Original Report

Informational needs and the quality of life of patients in their first year after metastatic breast cancer diagnosis


 

Background Little is known about the informational needs and quality of life (QOL) of patients with metastatic breast cancer (MBC) within the first year of their diagnosis.

Objective To describe the informational needs and QOL of patients with MBC within the first year of diagnosis, and to identify sociodemographic and medical factors that may be associated with informational needs and QOL.

Methods 52 patients (50 women, 2 men) enrolled within a year of diagnosis of MBC completed a cross-sectional, self-administered paper survey that included patient demographics, the Toronto Informational Needs Questionnaire-Breast Cancer (TINQ), the Hospital Anxiety and Depression Scale (HADS), and Medical Outcomes Study Short Form-36 (SF-36). High informational need was defined as a TINQ score of ≥ 200.

Results Of the total 52 patients, 69% (35/52) had high informational needs, 20% met the criteria for anxiety (HADS-Anxiety score, ≥ 11), and 8% met the criteria for depression. SF-36 scores were lower in all 8 subscales compared with the general population. Multivariate analyses showed that patients who were married or living as married (OR, 6.1; 95% CI, 1.4-28.9) and patients with de novo MBC (OR, 2.8; 95% CI, 0.5-14.3) or a shorter disease-free interval (DFI; < 5 years; OR, 24.2; 95% CI, 3.1-187.4) were more likely to have more informational needs (C statistic, 0.824) than were patients with a longer DFI (≥ 5 years).

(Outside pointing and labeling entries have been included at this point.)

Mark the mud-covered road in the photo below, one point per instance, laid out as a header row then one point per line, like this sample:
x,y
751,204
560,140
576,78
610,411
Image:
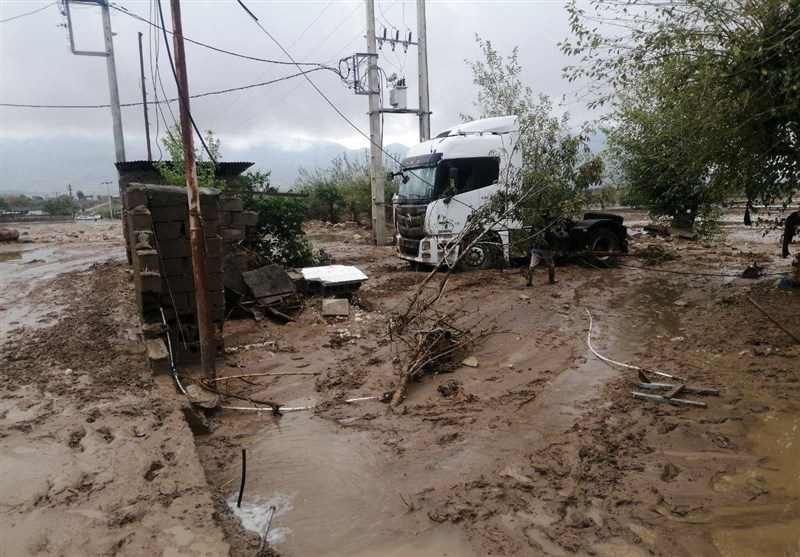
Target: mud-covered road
x,y
539,450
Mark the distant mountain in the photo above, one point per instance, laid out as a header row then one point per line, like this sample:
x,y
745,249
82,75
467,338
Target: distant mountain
x,y
45,166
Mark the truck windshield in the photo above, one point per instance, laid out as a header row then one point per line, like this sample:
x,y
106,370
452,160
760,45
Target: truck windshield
x,y
419,185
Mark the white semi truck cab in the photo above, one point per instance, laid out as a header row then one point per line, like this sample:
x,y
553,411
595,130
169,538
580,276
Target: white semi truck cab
x,y
445,181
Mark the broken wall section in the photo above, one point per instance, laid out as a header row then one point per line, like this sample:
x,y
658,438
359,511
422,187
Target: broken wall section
x,y
158,220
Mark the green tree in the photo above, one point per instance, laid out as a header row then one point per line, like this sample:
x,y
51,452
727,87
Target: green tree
x,y
278,236
174,170
57,206
715,81
557,164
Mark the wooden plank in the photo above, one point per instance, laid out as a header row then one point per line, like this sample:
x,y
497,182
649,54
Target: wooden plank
x,y
687,390
675,390
673,401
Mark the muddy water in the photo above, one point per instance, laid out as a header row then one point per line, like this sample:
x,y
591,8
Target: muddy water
x,y
334,493
759,528
26,272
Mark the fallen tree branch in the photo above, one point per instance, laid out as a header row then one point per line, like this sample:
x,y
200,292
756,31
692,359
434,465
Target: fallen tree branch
x,y
768,316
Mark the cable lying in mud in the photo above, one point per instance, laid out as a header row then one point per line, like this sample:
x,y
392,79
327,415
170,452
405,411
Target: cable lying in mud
x,y
294,408
610,361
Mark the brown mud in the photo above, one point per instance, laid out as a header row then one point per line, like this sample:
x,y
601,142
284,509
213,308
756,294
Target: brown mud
x,y
539,450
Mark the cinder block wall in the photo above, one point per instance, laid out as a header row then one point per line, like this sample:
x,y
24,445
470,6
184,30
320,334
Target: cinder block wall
x,y
158,219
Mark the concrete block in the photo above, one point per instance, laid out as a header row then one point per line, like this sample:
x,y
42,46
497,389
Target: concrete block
x,y
148,281
174,248
158,355
335,307
177,266
170,231
215,281
245,218
214,247
232,233
217,298
133,197
178,285
232,204
210,228
209,211
169,213
140,220
147,259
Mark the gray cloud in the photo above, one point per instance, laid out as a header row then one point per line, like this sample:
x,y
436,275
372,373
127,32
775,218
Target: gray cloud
x,y
37,67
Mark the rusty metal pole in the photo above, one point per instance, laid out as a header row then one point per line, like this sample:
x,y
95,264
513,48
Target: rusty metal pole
x,y
144,100
196,238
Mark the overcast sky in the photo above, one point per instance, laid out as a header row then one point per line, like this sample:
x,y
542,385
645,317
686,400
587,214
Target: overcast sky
x,y
36,66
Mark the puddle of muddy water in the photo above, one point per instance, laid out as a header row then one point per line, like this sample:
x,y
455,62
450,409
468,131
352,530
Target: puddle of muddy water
x,y
764,529
334,493
22,276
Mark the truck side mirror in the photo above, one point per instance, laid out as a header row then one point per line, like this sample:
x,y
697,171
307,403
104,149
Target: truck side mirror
x,y
452,174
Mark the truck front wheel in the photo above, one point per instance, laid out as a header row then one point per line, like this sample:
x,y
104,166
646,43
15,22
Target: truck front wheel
x,y
482,255
604,240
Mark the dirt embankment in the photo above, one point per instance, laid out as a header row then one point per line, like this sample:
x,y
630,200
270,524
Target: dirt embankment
x,y
539,450
542,449
97,457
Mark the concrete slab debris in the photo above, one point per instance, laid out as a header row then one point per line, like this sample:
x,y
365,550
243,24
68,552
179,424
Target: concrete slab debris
x,y
269,284
335,307
332,279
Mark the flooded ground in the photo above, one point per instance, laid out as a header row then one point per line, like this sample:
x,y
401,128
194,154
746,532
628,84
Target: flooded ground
x,y
539,450
544,451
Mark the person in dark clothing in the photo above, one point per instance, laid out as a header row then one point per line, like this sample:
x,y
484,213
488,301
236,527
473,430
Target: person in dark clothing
x,y
546,254
789,231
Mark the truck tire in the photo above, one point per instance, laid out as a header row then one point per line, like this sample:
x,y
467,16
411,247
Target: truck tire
x,y
482,255
604,239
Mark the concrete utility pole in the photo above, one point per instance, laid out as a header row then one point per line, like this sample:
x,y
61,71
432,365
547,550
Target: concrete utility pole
x,y
422,63
113,88
376,176
108,53
108,192
196,237
144,100
71,202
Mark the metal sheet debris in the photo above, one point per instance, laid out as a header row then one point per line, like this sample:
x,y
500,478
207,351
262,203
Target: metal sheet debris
x,y
269,284
332,279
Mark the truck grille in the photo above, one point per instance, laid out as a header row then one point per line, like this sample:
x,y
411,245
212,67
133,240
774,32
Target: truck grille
x,y
410,220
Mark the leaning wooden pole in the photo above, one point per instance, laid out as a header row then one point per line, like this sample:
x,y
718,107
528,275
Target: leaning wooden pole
x,y
196,237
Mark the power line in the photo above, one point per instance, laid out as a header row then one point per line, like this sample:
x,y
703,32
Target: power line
x,y
208,46
318,90
165,101
183,100
309,53
28,13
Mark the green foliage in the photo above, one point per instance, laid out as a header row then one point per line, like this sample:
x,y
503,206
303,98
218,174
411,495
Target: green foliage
x,y
716,81
174,170
278,237
557,165
57,206
604,196
341,189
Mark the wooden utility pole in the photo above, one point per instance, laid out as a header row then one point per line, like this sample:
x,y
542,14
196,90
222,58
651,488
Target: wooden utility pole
x,y
144,100
196,238
71,203
376,176
422,63
113,88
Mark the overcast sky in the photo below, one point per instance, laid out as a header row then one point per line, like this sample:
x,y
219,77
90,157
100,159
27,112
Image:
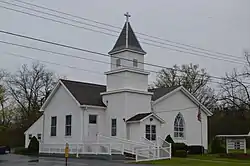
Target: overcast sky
x,y
218,25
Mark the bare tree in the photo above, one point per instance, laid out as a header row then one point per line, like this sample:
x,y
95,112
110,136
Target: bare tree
x,y
195,80
29,87
235,87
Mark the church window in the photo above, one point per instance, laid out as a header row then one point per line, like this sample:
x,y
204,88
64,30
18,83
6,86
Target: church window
x,y
150,132
68,122
135,63
92,119
113,127
179,126
118,62
53,126
39,136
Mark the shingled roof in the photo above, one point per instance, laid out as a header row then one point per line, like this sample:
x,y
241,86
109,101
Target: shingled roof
x,y
138,117
160,92
85,93
133,43
89,94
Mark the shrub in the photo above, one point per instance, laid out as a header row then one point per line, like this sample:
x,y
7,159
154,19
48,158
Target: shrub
x,y
21,150
34,145
178,147
195,149
2,149
236,156
217,147
169,139
180,153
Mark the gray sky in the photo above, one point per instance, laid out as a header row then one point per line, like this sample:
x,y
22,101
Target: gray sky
x,y
218,25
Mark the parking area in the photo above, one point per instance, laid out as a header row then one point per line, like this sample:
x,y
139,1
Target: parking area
x,y
11,160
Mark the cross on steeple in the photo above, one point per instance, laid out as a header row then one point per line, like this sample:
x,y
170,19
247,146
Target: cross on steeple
x,y
127,15
127,40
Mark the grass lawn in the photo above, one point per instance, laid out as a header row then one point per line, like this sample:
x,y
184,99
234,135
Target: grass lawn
x,y
206,160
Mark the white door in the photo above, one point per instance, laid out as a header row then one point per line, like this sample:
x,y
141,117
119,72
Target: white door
x,y
92,128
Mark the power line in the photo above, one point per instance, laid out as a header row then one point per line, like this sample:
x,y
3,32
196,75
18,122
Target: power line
x,y
74,56
112,26
53,63
109,34
66,55
76,68
94,52
80,22
95,72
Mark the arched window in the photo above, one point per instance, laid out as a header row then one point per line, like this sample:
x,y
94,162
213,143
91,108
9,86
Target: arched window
x,y
179,126
118,62
135,62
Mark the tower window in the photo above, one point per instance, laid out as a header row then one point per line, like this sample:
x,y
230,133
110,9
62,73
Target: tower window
x,y
135,62
118,62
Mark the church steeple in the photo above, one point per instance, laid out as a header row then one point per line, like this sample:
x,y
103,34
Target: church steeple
x,y
127,40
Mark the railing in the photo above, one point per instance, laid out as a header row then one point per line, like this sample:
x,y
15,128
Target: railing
x,y
162,143
158,153
83,148
129,146
146,141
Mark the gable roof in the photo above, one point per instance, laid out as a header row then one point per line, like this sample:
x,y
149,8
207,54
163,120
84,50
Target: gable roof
x,y
160,92
163,96
85,93
133,44
142,116
90,94
138,117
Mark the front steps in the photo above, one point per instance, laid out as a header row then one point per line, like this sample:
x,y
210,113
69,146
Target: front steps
x,y
88,156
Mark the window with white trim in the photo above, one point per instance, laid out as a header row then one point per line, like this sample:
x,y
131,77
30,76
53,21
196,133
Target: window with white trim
x,y
118,62
135,62
68,122
39,136
179,126
53,126
113,127
150,132
92,119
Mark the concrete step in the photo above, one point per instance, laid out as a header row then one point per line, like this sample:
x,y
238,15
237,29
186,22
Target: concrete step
x,y
89,156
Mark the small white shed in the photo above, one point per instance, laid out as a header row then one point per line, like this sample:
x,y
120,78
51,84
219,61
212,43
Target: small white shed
x,y
235,142
34,130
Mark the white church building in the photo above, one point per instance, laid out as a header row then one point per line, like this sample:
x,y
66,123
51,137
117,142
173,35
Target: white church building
x,y
122,111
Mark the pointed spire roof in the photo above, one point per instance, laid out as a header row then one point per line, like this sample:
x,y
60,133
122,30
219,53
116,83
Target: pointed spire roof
x,y
127,41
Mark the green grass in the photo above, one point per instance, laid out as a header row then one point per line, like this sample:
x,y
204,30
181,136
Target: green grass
x,y
238,151
206,160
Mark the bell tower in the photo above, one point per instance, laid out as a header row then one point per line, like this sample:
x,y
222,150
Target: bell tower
x,y
127,62
127,82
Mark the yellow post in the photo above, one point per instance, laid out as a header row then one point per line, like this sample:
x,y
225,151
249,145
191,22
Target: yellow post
x,y
66,153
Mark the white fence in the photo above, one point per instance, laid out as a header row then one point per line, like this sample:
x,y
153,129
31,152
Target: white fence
x,y
84,148
156,153
108,145
129,146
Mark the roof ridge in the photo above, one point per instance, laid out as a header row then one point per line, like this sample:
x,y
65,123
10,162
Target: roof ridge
x,y
86,83
127,40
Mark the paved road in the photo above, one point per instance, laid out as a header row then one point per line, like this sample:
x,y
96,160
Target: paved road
x,y
12,160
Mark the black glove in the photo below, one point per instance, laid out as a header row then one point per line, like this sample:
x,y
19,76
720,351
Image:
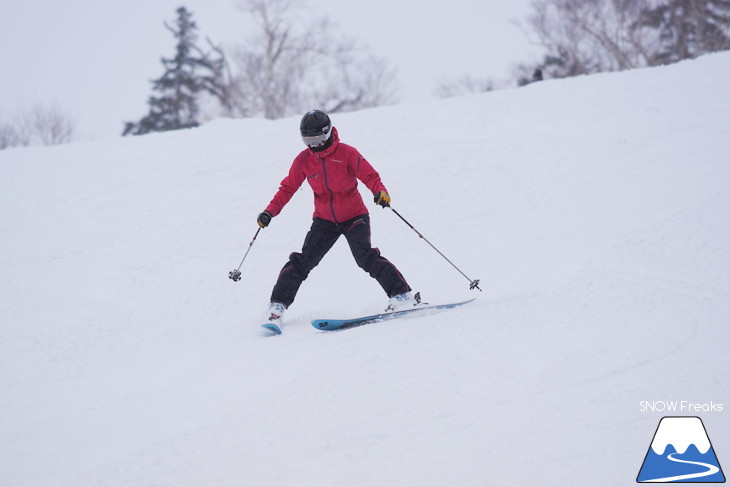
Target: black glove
x,y
264,219
382,199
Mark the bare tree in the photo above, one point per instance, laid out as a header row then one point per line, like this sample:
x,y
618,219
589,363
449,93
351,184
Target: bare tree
x,y
40,125
689,28
290,66
51,126
356,84
464,85
589,36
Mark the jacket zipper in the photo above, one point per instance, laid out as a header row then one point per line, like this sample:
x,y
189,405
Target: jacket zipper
x,y
327,186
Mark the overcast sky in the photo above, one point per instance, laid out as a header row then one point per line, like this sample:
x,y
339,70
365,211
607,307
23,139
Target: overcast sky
x,y
94,58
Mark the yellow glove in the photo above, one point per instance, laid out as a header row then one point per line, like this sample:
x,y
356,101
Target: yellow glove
x,y
382,199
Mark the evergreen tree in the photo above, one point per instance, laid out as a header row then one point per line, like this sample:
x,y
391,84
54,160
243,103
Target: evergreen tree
x,y
187,75
689,28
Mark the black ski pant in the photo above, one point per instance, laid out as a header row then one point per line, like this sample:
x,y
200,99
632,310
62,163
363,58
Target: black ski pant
x,y
320,239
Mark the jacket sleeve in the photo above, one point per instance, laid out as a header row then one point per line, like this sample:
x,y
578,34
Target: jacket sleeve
x,y
289,185
367,174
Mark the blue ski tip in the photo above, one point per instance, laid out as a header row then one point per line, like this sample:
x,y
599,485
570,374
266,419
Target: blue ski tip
x,y
272,328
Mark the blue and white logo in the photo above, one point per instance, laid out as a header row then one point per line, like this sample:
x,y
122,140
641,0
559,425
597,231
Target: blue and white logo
x,y
681,452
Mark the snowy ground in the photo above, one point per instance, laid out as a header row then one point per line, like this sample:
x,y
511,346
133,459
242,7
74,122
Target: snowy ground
x,y
594,210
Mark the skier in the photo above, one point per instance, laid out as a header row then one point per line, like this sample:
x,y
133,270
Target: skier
x,y
332,169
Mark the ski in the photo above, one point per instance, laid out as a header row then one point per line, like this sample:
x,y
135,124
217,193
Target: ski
x,y
330,325
272,328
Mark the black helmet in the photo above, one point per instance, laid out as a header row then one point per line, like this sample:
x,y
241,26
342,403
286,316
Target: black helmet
x,y
315,128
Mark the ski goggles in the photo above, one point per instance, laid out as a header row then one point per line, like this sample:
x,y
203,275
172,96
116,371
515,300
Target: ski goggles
x,y
317,140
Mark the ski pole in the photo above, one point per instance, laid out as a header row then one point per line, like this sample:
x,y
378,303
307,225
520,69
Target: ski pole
x,y
473,284
235,274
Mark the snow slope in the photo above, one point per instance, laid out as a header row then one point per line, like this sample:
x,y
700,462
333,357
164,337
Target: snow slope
x,y
594,210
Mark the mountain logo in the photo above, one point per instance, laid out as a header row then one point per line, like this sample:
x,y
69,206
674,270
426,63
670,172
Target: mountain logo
x,y
681,452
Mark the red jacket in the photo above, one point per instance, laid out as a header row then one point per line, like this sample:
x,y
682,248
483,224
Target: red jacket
x,y
332,174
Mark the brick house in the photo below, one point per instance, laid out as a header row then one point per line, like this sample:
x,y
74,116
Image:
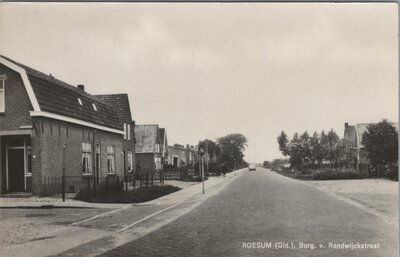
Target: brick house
x,y
180,156
47,124
163,146
148,151
353,139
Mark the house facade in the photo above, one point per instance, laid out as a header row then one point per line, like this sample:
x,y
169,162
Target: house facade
x,y
180,156
163,147
49,128
148,151
353,139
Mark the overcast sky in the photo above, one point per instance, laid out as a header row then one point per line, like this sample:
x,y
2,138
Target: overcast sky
x,y
207,70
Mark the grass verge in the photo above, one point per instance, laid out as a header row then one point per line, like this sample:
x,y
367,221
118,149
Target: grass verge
x,y
118,195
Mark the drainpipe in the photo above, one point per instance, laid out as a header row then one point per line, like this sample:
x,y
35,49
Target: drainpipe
x,y
94,163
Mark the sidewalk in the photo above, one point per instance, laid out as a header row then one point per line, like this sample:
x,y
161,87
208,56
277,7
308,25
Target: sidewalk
x,y
83,235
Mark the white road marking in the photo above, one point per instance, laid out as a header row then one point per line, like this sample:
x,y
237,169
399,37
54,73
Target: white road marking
x,y
145,218
98,216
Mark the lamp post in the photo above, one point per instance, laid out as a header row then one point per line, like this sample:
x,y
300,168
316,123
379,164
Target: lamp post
x,y
63,176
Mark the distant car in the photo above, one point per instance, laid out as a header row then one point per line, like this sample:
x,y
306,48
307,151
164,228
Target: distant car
x,y
252,167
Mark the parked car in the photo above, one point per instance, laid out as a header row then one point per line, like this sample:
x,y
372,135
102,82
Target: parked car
x,y
252,167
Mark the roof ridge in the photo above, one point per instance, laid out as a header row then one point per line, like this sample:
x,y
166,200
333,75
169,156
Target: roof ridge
x,y
54,80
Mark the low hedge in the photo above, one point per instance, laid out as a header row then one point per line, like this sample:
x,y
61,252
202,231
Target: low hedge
x,y
334,175
116,194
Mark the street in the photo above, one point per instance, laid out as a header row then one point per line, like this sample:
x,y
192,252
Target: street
x,y
261,206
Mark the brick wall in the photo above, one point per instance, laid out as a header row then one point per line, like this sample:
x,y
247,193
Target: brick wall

Limitations This is a small cross-sectional study of a single academic institution.

Conclusion Patients with recently diagnosed MBC have high informational needs and decreased overall QOL. Additional research and supportive services meeting the informational and psychosocial needs of patients living with MBC are warranted.

Funding Metastatic Research Fund (anonymous donor), the Megan Lally Memorial Fund, the Nancy and Randy Berry Junior Faculty Award, the Karen Webster & David Evans Metastatic Research Fund, and the Susan G Komen for the Cure.